The Mondriaanhuis in the artist's childhood home has adopted a radical new look

A striking video installation inspired by the famous painting Broadway Boogie Woogie. Photo: Mike Bink

Piet Mondrian’s best-known painting is perhaps Broadway Boogie Woogie, a 1943 abstract work inspired not only by the bustling traffic and street lights of New York but especially by the rhythms of jazz. So, it should come as no surprise that it’s jazz music that emerges from the Mondriaanhuis, the Dutch-born artist’s childhood home, outside Amsterdam, which is now a museum and has recently reopened after a significant renovation.

Aiming to avoid being just another stuffy historic house museum, the Mondriaanhuis has adopted a radical new look. Eliminating explanatory text almost entirely, the museum puts engaging video installations and technology at the front and center. It also focuses on household objects like the artist’s baby bassinet, and sounds like his favorite Gershwin. Hoping to show the trajectory of the artist’s career as well as give a sense of what Mondrian was like as a person, the museum director Paul Balthus explains, “we wanted to tell a universal story.”

Visitors learn about the history of Mondrian’s painting at the Mondriaanhuis.

Mondrian was born and raised in the tiny, tulip-dotted town of Amersfoort, about an hour east of Amsterdam. He planned to be an artist from a young age, his early works focusing on people and windmills, in styles influenced by Pointillism and Fauvism. Later, his style evolved into precise, vividly colored geometric compositions that included some of the modern era’s earliest pure abstractions. An attic gallery of riotous color shows how his famous gridded compositions in red, blue, white, and yellow have been printed on everything from fashion garments to toys to skis.

On one 13-screen video wall, the artist’s key paintings from 1890 through his death from pneumonia in New York, in 1944, are shown chronologically, fracturing into each other. The video illustrates the evolution in a far more interesting way than any wall text could.

A reconstruction of Mondrian’s studio in Paris.

The man himself is present throughout the museum displays.

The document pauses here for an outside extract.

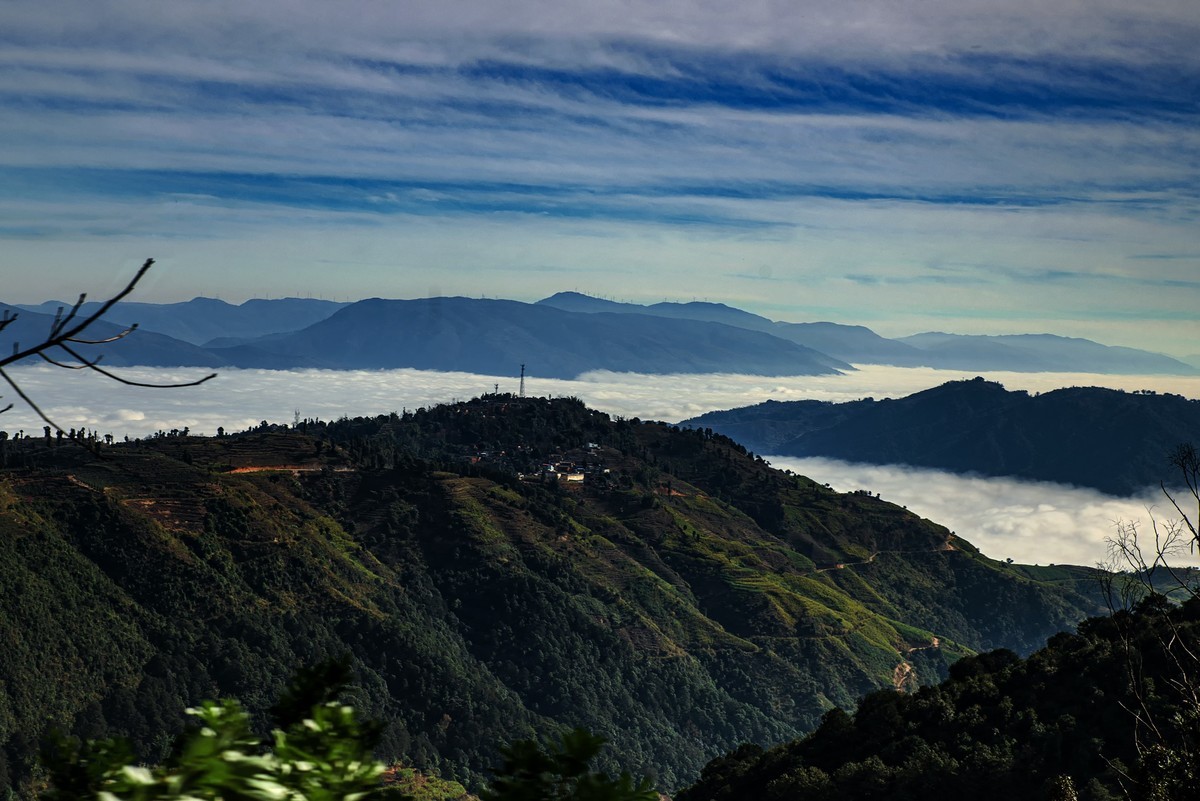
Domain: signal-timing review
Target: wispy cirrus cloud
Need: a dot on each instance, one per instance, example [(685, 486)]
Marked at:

There is a projection of Mondrian making tea in a recreation of the Paris studio he lived in before World War I, while another depicts him playing with his gramophone. In one striking video display, as the painter puts lines on a canvas in a corner of the room, a projection of the paint marks slowly spreads across the walls and the visitor is enveloped a nine-foot-high projection of Broadway Boogie Woogie that pulsates to music. We wanted to show “how far ahead of his time he was, how modern he was,” notes Balthus.

The renovation is part of a nationwide salute to the artist and to the centenary of the De Stijl design movement of which he was a part, along with furniture designer Gerrit Rietveld and artist Theo van Doesburg. Mondrian co-founded De Stijl (The Style) magazine with van Doesburg, a publication that later gave its name to the movement that advocated geometric precision, high-quality production of goods for the masses, and the use of primary colors.

In the art journal, Mondrian summed up the movement: “I believe it is possible that, through horizontal and vertical lines constructed with awareness, but not with calculation, led by high intuition, and brought to harmony and rhythm, these basic forms of beauty, supplemented if necessary by other direct lines or curves, can become a work of art, as strong as it is true.”

The Mondriaanhuis is located at 11 Kortegracht in Amersfoort and is open Tuesday through Sunday, 11 a.m. to 5 p.m.